Ok thanks guys...Would you think another female convict is out of the question?


----------



## Gourami Swami (Jul 4, 2006)

In a 55? Nah, go ahead and add one  

BTW, heres a similar sized female dempsey to show the gill speckles.










They actually multiplied as she grew and there are many more now.


----------



## Guest (Feb 24, 2008)

Nice JD...we have some jd's at my work about that size....they aren't the most beautiful fish atm...yours is amazing!

Love the con too.


----------



## fish4fish (Jan 18, 2008)

Thanks guys, I was just worried because i read about Hybrid JD x Convict so i didn't really want it to be an issue in the tank. But if its ok then i'll add a female in about a week. :fish:


----------



## NatBarry (Feb 19, 2008)

Thats cool...love the JD which i agree is a male.

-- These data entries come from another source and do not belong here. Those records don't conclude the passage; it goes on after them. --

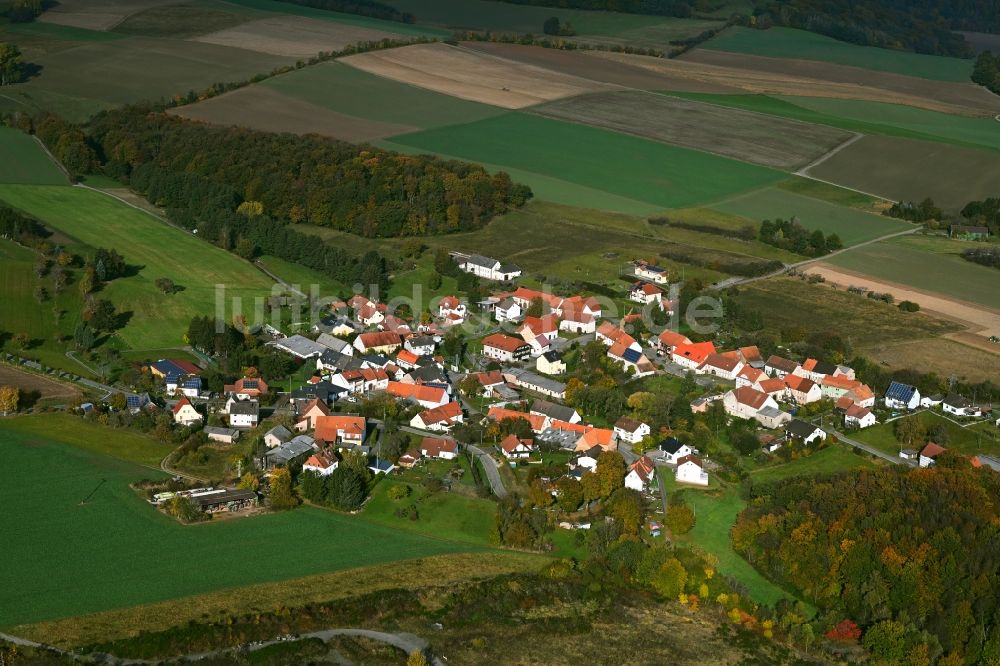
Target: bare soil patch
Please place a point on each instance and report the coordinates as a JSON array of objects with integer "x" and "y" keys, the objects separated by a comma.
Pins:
[
  {"x": 471, "y": 75},
  {"x": 748, "y": 136},
  {"x": 980, "y": 320},
  {"x": 262, "y": 108},
  {"x": 778, "y": 83},
  {"x": 582, "y": 64},
  {"x": 294, "y": 36},
  {"x": 967, "y": 98}
]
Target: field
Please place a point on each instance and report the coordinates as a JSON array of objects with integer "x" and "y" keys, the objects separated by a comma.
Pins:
[
  {"x": 470, "y": 75},
  {"x": 142, "y": 556},
  {"x": 799, "y": 44},
  {"x": 25, "y": 162},
  {"x": 853, "y": 226},
  {"x": 751, "y": 137},
  {"x": 659, "y": 174},
  {"x": 160, "y": 250},
  {"x": 929, "y": 264},
  {"x": 793, "y": 303}
]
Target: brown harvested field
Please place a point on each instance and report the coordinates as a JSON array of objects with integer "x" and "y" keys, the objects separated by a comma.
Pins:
[
  {"x": 970, "y": 98},
  {"x": 911, "y": 170},
  {"x": 471, "y": 75},
  {"x": 97, "y": 14},
  {"x": 585, "y": 65},
  {"x": 262, "y": 108},
  {"x": 777, "y": 83},
  {"x": 942, "y": 356},
  {"x": 979, "y": 319},
  {"x": 752, "y": 137},
  {"x": 29, "y": 382},
  {"x": 294, "y": 36}
]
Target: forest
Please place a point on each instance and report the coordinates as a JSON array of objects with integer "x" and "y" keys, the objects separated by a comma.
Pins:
[
  {"x": 358, "y": 189},
  {"x": 905, "y": 560}
]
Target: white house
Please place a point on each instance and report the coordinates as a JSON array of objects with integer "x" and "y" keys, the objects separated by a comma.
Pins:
[{"x": 690, "y": 470}]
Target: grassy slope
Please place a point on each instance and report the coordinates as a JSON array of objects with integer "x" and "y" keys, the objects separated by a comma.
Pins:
[
  {"x": 348, "y": 90},
  {"x": 158, "y": 320},
  {"x": 659, "y": 174},
  {"x": 930, "y": 264},
  {"x": 853, "y": 226},
  {"x": 116, "y": 550},
  {"x": 800, "y": 44}
]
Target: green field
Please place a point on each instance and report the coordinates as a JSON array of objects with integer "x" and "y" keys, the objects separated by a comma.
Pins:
[
  {"x": 607, "y": 162},
  {"x": 865, "y": 117},
  {"x": 345, "y": 89},
  {"x": 23, "y": 161},
  {"x": 833, "y": 458},
  {"x": 114, "y": 551},
  {"x": 853, "y": 226},
  {"x": 800, "y": 44},
  {"x": 929, "y": 264},
  {"x": 157, "y": 320}
]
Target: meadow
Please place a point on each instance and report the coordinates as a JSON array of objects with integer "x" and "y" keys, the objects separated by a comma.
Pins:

Go ahead and have another convict, i have a female convict in with malawi cichlids.


----------



## Guest (Feb 24, 2008)

nathanbarry said:


> Thats cool...love the JD which i agree is a male. Go ahead and have another convict, i have a female convict in with malawi cichlids.


just because you do things that you shouldnt, doesnt mean that you should preach it to others. long term your convict/malawian mix wont work. IMO


----------



## Gourami Swami (Jul 4, 2006)

^ normally im on your side mikey, but I have to disagree. Depending on tank size and individual species, having a convict in with malawians is totally possible. And having 2 female cons and a JD in a 55g certainly isnt overstocked.


----------



## Guest (Feb 25, 2008)

never said it was over stocked. but mixing species from different lakes generally is not a good idea, especially when behavior differs, feeding differs, etc.
there are social hierarchies with in fish tanks, if all the fish behave in a similar manner, you have less aggression problems, and less death. if not, you have problems. cons play a different game than most your malawians. dont take my word for it, try it


----------



## fish4fish (Jan 18, 2008)

I think goodmike is talking about nathanbarry, and not the jackdempsey but i get what he is saying
uhmm another problem...2 days now and the jack isn't eating...
It has a cave on one side of the tank but does venture out to the others...

I read around that having shoals of fish may make the hiders more active because they see it's safe out. So i moved in 2 giant danios and am planning on getting 4 more. And then i just thought that some Barbs might look nice too.
Does having Shoals really help with the hiding? And just wait out JD's eating problem?


----------